In an article for Forbes, cybersecurity contributor and CEO of Immersive Labs James Hadley argues that the cybersecurity skills gap won’t be mitigated through the classroom. He argues that self-taught, talented people should be recruited and trained by organizations before they take their talents to the wrong side. He writes:
“The world is desperate for cybersecurity talent, yet the sector limits entrants and clings to obsolete training methods. As the skills gap grows and organizations become increasingly vulnerable to ever-more-complex threats, the need for a diverse pool of cybersecurity experts to learn in real-time, rather than a classroom, strengthens.”
Hadley uses the example of 22-year-old Daniel Kelley, who hacked the telecom company TalkTalk, stole the data of thousands of users, and used it for blackmail as an example of what could happen if people who feel snubbed by the system use their talents for ill. Kelley didn’t make the grade required for a computer course and attacked TalkTalk out of a desire for revenge. He could’ve ended up using his skills to help instead of hurt, Hadley argues, had that path not been closed off to him.
Companies don’t want to train employees, preferring that they come to the job with the skills they need already, but the nature of cybersecurity work demands constant retraining and maintenance of those skills. There are qualified people ready to help stop the next cybersecurity threat if companies are willing to adapt to them.

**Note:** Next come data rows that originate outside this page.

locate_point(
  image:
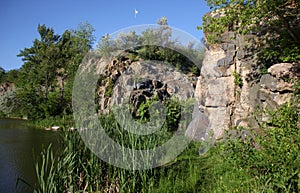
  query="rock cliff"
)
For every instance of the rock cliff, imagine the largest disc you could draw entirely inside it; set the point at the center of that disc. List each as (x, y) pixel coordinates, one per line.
(232, 84)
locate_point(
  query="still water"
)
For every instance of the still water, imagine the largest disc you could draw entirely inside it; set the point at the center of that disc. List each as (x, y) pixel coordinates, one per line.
(19, 147)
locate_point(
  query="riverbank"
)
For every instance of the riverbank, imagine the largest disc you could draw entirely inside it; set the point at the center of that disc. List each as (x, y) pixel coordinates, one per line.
(20, 146)
(241, 163)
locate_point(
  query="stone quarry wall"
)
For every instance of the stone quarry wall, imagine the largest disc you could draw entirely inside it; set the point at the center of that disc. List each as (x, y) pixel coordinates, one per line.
(232, 86)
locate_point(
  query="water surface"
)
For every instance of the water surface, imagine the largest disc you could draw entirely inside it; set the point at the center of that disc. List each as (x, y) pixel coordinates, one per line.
(18, 144)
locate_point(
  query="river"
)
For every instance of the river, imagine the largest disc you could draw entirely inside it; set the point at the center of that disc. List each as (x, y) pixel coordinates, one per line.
(17, 144)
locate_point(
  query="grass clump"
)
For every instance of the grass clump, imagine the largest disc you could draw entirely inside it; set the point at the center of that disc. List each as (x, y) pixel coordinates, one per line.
(264, 161)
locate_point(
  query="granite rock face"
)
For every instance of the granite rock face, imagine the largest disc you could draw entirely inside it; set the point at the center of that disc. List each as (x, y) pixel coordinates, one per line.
(232, 86)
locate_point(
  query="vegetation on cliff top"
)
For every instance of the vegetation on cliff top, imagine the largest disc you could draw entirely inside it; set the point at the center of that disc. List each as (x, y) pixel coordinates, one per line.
(277, 22)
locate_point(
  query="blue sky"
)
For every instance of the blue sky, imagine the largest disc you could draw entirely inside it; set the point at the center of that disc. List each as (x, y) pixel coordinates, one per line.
(19, 19)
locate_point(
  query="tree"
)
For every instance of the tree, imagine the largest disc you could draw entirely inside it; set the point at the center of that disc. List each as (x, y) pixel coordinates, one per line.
(45, 80)
(2, 74)
(278, 19)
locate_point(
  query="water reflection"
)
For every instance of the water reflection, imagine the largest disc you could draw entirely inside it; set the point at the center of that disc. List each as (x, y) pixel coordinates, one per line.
(18, 144)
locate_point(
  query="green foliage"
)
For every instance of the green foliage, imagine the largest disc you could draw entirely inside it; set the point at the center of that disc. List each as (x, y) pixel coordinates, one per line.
(278, 19)
(155, 44)
(272, 157)
(237, 79)
(265, 161)
(44, 83)
(9, 104)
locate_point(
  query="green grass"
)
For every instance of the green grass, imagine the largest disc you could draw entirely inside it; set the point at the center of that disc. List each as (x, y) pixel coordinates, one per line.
(266, 162)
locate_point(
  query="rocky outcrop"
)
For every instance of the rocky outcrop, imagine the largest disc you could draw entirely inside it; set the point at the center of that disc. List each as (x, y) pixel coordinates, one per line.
(232, 85)
(123, 80)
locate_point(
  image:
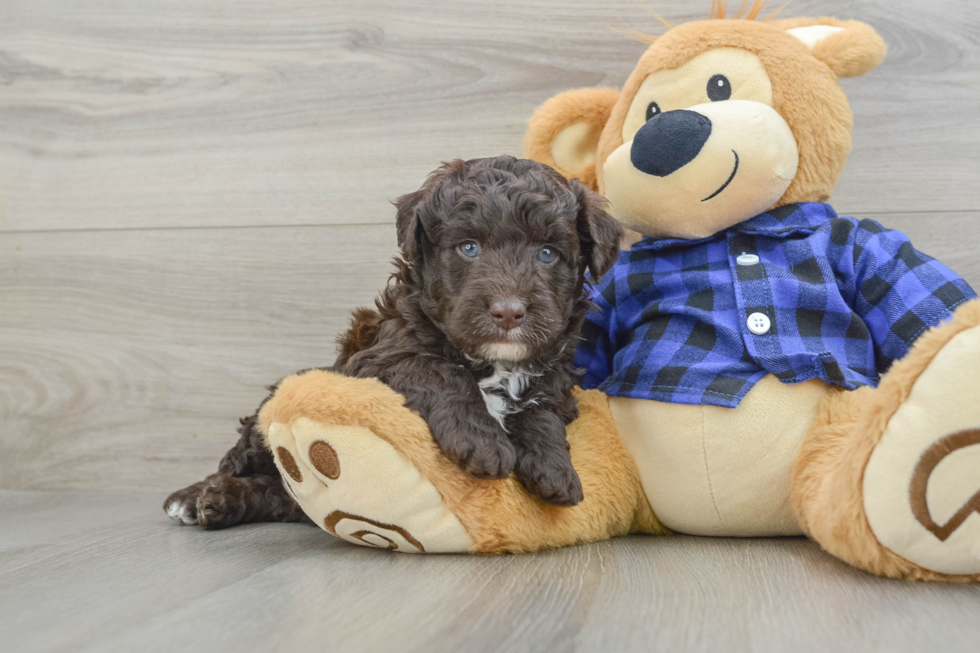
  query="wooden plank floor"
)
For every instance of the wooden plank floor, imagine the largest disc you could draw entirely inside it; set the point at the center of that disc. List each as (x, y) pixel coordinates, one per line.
(109, 572)
(193, 195)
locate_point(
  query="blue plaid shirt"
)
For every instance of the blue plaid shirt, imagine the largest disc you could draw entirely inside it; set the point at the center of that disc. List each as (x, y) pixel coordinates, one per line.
(843, 297)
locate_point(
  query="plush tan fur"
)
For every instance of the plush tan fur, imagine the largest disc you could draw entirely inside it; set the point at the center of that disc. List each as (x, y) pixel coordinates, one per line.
(805, 93)
(499, 515)
(828, 490)
(589, 105)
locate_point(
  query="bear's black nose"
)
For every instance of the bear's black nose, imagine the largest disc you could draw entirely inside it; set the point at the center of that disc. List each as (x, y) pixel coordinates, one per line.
(669, 141)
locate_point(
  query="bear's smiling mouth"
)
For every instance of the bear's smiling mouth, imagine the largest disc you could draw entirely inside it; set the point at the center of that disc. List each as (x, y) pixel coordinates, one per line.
(725, 185)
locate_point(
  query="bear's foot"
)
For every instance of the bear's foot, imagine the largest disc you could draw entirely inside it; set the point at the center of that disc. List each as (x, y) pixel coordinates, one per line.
(357, 487)
(366, 469)
(922, 481)
(888, 479)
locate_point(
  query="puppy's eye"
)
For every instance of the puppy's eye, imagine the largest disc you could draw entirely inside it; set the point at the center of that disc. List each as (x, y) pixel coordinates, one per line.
(469, 249)
(719, 88)
(653, 109)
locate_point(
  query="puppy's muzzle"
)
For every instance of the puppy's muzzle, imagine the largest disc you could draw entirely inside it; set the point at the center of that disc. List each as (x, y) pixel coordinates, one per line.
(508, 314)
(668, 142)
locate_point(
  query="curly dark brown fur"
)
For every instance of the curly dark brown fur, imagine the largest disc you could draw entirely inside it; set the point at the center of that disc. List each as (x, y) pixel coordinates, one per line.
(433, 339)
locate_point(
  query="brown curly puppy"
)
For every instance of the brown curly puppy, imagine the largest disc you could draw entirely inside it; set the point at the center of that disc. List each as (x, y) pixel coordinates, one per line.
(477, 330)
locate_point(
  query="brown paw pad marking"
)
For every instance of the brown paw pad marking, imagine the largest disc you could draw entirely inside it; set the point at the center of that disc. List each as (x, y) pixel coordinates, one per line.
(371, 535)
(920, 483)
(289, 464)
(325, 459)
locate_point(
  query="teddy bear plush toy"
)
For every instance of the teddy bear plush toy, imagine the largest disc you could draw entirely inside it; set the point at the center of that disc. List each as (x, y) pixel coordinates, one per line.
(759, 365)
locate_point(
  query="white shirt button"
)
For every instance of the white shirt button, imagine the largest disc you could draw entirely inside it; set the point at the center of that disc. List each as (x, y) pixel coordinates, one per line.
(759, 323)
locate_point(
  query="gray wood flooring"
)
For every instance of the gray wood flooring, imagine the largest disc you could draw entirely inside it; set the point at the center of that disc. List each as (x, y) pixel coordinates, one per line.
(106, 572)
(193, 195)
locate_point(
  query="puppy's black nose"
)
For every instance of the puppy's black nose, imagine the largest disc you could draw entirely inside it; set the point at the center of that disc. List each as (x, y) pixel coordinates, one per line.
(507, 314)
(669, 141)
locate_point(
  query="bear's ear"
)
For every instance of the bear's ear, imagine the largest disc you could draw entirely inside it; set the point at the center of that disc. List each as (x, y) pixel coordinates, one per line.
(849, 48)
(564, 131)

How Can Companies Fill The Gap?
The threat of cyberattacks and hacking isn’t going away. In fact, they’re likely to increase as time goes on and the technology both companies and hackers use becomes more sophisticated. That’s why businesses should do everything they can to make themselves resilient to cyber threats. How can they do that?

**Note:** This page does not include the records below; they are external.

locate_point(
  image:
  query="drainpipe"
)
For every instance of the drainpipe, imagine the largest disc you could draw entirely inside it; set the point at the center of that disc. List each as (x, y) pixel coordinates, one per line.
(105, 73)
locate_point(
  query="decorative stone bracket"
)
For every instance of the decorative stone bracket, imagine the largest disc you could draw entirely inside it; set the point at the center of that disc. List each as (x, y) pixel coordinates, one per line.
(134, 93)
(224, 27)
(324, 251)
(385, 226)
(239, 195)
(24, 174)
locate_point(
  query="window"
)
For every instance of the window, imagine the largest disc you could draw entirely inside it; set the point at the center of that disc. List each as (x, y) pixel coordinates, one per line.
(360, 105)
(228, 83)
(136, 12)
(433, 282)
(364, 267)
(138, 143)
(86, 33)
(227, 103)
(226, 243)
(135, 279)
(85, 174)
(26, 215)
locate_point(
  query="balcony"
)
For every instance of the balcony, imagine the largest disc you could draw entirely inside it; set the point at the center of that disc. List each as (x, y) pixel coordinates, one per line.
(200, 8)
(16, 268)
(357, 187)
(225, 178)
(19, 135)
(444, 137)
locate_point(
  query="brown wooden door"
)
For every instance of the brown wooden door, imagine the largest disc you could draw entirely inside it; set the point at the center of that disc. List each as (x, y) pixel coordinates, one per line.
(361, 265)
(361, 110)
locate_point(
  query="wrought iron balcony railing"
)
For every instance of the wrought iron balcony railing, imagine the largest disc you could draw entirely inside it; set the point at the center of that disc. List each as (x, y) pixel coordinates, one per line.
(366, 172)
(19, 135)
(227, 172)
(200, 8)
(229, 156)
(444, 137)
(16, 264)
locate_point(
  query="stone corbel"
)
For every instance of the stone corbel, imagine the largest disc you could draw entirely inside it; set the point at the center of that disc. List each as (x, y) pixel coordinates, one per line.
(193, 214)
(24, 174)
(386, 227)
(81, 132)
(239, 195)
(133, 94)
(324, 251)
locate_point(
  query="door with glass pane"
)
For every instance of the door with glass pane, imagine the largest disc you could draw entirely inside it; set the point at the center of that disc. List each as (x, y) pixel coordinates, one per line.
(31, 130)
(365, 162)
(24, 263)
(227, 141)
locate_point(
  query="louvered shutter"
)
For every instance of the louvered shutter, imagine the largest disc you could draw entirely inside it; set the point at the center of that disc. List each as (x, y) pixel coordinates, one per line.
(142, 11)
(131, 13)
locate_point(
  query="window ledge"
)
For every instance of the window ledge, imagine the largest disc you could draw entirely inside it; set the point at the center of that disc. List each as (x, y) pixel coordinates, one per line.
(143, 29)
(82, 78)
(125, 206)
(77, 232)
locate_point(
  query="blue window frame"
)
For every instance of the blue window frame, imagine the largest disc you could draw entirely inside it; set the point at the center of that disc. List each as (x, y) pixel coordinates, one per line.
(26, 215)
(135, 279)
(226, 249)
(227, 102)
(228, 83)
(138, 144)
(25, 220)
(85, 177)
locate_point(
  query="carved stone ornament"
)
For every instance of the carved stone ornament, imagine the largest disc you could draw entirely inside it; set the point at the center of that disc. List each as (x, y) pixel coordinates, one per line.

First, hire and train the right people. Provide them with the time and resources they need to continually develop their skills to match the changing threat and technological landscape. Devote more of the company budget to cybersecurity. Currently, 49% of companies say that cybersecurity is a budget priority, but pros say that figure should be closer to 60%.

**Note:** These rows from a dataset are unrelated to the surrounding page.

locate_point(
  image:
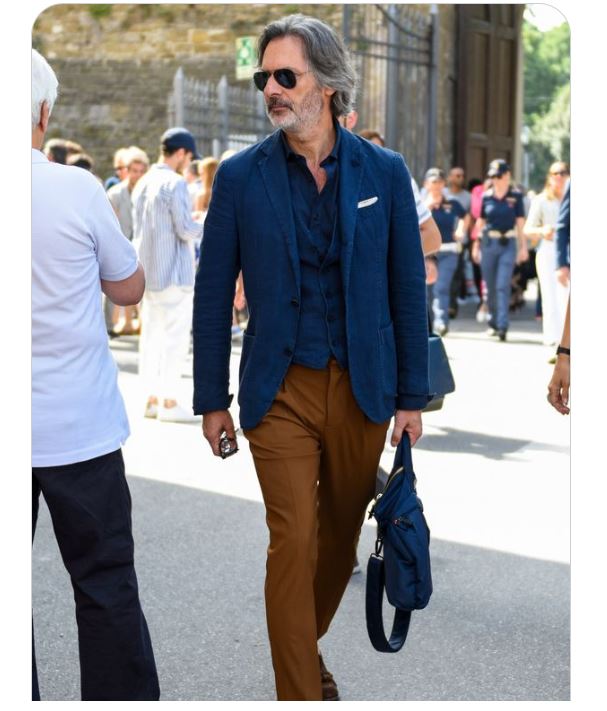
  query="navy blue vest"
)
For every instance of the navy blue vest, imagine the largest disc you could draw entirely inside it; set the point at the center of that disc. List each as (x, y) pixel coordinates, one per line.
(321, 330)
(322, 323)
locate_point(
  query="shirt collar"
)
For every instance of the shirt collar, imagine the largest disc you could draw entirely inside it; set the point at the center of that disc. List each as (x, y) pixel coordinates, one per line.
(38, 156)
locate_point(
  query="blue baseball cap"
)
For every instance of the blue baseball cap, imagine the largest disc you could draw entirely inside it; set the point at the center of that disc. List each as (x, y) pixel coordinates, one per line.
(497, 168)
(178, 137)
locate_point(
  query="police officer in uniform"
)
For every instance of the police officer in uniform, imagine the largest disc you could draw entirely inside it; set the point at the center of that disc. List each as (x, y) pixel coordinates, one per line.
(502, 243)
(452, 222)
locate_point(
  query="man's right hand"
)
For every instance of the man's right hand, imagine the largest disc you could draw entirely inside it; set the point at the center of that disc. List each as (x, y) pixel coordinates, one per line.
(214, 424)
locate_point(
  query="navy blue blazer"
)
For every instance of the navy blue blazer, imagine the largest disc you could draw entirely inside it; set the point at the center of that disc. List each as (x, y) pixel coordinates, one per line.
(250, 226)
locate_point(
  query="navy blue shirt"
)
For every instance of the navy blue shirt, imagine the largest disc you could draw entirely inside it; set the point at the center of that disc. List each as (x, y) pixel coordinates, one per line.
(501, 214)
(446, 217)
(321, 329)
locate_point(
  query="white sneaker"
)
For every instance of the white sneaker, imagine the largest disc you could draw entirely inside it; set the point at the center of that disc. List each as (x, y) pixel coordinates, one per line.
(176, 414)
(151, 410)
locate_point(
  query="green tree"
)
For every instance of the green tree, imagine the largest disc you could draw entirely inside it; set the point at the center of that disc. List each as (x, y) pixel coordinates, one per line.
(547, 70)
(550, 138)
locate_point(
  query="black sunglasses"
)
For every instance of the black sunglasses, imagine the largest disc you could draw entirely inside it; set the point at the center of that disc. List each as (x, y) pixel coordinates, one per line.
(287, 78)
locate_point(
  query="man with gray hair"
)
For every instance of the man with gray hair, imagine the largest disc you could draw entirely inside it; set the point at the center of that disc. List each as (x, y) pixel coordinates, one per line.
(78, 418)
(324, 227)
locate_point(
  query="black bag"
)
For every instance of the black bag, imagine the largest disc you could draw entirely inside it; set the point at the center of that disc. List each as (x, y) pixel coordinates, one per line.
(440, 376)
(404, 569)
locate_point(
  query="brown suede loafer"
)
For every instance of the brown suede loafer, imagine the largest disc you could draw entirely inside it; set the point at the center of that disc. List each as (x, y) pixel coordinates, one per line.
(329, 687)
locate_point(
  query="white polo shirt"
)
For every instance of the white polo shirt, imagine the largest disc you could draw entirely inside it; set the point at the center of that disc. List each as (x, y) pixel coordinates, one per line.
(77, 409)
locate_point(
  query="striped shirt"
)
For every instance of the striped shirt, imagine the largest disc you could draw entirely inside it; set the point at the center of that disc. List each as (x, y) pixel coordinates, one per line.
(163, 228)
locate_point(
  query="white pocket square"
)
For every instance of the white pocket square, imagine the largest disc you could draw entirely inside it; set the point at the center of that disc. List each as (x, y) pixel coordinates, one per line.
(367, 202)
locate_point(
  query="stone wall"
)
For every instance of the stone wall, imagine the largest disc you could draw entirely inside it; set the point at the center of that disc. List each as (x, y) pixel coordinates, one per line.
(116, 64)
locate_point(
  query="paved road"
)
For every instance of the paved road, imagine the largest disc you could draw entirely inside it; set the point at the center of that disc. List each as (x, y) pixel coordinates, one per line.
(493, 474)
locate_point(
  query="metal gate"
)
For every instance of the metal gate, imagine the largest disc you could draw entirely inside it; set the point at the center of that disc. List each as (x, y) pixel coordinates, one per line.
(394, 48)
(220, 116)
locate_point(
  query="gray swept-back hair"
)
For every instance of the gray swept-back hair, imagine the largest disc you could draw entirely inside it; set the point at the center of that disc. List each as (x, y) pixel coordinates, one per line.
(44, 86)
(325, 52)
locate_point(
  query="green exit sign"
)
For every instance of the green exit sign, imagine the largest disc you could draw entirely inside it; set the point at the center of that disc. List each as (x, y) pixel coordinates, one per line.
(246, 59)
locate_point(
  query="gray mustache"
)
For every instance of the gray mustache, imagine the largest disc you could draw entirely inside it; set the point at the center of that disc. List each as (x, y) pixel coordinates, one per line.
(274, 103)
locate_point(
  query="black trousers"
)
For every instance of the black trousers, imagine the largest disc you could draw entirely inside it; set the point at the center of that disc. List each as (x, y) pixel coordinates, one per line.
(90, 507)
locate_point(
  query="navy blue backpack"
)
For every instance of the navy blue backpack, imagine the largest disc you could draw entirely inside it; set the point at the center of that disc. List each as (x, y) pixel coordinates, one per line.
(401, 562)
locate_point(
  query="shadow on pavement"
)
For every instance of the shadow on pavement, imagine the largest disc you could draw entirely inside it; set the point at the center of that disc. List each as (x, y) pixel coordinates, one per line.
(489, 446)
(497, 627)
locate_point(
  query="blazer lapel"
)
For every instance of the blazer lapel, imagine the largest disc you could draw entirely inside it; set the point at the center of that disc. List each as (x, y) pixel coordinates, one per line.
(273, 167)
(350, 176)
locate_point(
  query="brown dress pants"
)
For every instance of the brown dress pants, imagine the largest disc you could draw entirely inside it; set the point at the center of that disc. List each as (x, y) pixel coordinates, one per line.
(316, 456)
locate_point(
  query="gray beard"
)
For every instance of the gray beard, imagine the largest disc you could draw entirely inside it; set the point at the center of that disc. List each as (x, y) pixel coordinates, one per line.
(308, 114)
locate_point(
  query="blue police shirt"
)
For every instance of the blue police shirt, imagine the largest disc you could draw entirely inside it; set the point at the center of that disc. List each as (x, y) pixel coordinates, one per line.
(446, 216)
(322, 328)
(501, 214)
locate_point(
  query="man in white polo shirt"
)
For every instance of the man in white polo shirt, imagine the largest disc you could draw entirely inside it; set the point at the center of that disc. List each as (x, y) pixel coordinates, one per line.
(78, 417)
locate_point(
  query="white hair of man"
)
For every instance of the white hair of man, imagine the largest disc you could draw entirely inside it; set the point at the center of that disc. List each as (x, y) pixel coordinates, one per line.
(44, 86)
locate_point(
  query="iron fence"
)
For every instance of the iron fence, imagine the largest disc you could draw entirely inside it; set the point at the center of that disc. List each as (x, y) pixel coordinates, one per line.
(220, 116)
(394, 48)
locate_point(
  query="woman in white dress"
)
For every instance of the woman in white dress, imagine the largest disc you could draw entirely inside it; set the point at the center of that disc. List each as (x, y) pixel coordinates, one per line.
(540, 227)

A shift away from the traditional job requirements of a university degree path would allow for the scouting, hiring, and training of the right people. Instead of academic background, those in the cybersecurity field would be better served by looking at a candidate’s skill sets. Do they have the skills needed for the job, even if they don’t have the degree? If they do, invest in that talent.
A few of the skills necessary for cybersecurity jobs:
Relevant past work experience,
Ability to understand advanced cybersecurity concepts,
Strength in non-technical soft skill areas.
University education can help, but it shouldn’t be the only factor in determining whether a potentially promising candidate in the cybersecurity field gets turned away, especially if that candidate could broaden the diversity of the field. Women represent only 23% of the cybersecurity workforce, according to (ISC)², and that number is after they broadened the definition of who works in cybersecurity.
It isn’t just companies that can help close the gap and guide more capable people into a cybersecurity career. Government initiatives like the UK’s Cyber Discovery free training program can help people explore their interest in IT, and ultimately decide that it’s a good career for them. State and federal governments in the U.S. should implement their own programs to seek out and support talent in a similar fashion.
Part of solving this problem will be getting the word out. Careers in IT and cybersecurity aren’t talked about as widely as more traditional paths like doctors or nurses, or trendier digital careers like YouTuber or Instagram influencer. But the fact is that people who have these jobs hold them a long time, are satisfied with the work they do and are compensated very well for their efforts. If more people knew that, starting at a younger age, they might find a place for their skills where they didn’t think one existed.
Companies can put themselves at the front of the pack by taking the initiative to find and recruit top talent outside the conventional pipeline. And they can do it by being willing to invest the time and money in proper, ongoing training. The cybersecurity skills shortage isn’t all that frightening if you know where to look to close the gap and are willing to take action.